In algebraic geometry, a branch of mathematics, a Hilbert scheme is a scheme that is the parameter space for the closed subschemes of some projective space (or a more general projective scheme), refining the Chow variety. The Hilbert scheme is a disjoint union of projective subschemes corresponding to Hilbert polynomials. The basic theory of Hilbert schemes was developed by (Alexander Grothendieck 1961). Hironaka's example shows that non-projective varieties need not have Hilbert schemes.
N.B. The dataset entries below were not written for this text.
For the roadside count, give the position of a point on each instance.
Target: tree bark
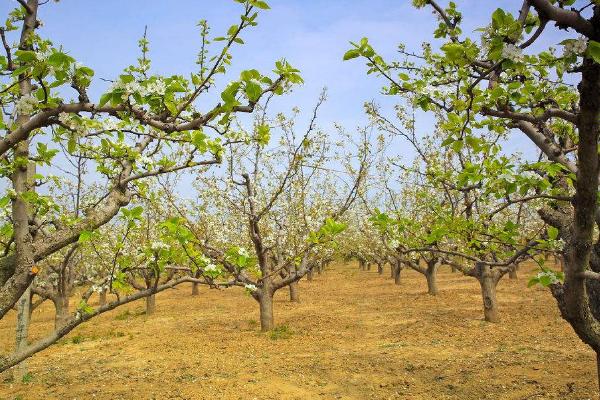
(265, 301)
(294, 293)
(309, 275)
(512, 273)
(22, 332)
(102, 295)
(488, 280)
(150, 304)
(195, 289)
(431, 275)
(61, 316)
(397, 270)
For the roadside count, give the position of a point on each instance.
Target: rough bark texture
(22, 332)
(61, 316)
(397, 270)
(150, 304)
(294, 293)
(265, 301)
(431, 275)
(488, 280)
(195, 289)
(512, 273)
(102, 296)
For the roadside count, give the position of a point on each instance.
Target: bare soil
(355, 335)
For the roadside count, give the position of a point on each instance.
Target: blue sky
(311, 34)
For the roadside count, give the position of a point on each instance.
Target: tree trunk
(103, 297)
(265, 301)
(150, 304)
(488, 282)
(512, 273)
(309, 275)
(195, 289)
(397, 270)
(294, 293)
(22, 332)
(61, 305)
(431, 275)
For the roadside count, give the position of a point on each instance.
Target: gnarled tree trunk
(397, 270)
(61, 316)
(431, 275)
(102, 296)
(265, 300)
(294, 292)
(195, 289)
(22, 331)
(488, 278)
(150, 304)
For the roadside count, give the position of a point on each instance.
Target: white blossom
(110, 124)
(512, 52)
(575, 47)
(157, 87)
(157, 245)
(26, 104)
(243, 252)
(211, 268)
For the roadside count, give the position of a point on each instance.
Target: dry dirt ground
(354, 336)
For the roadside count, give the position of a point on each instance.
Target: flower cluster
(512, 52)
(243, 252)
(211, 268)
(575, 46)
(156, 86)
(250, 287)
(157, 246)
(26, 105)
(72, 122)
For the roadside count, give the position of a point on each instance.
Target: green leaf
(350, 54)
(552, 233)
(593, 51)
(85, 236)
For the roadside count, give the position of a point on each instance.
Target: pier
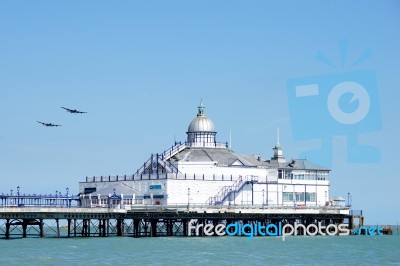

The Hilbert scheme Hilb(n) of Pn classifies closed subschemes of projective space in the following sense: For any locally Noetherian scheme S, the set of S-valued points
of the Hilbert scheme is naturally isomorphic to the set of closed subschemes of Pn × S that are flat over S. The closed subschemes of Pn × S that are flat over S can informally be thought of as the families of subschemes of projective space parameterized by S. The Hilbert scheme Hilb(n) breaks up as a disjoint union of pieces Hilb(n, P) corresponding to the Hilbert polynomial of the subschemes of projective space with Hilbert polynomial P. Each of these pieces is projective over Spec(Z).
Grothendieck constructed the Hilbert scheme Hilb(n)S of n-dimensional projective space over a Noetherian scheme S as a subscheme of a Grassmannian defined by the vanishing of various determinants. Its fundamental property is that for a scheme T over S, it represents the functor whose T-valued points are the closed subschemes of Pn ×ST that are flat over T.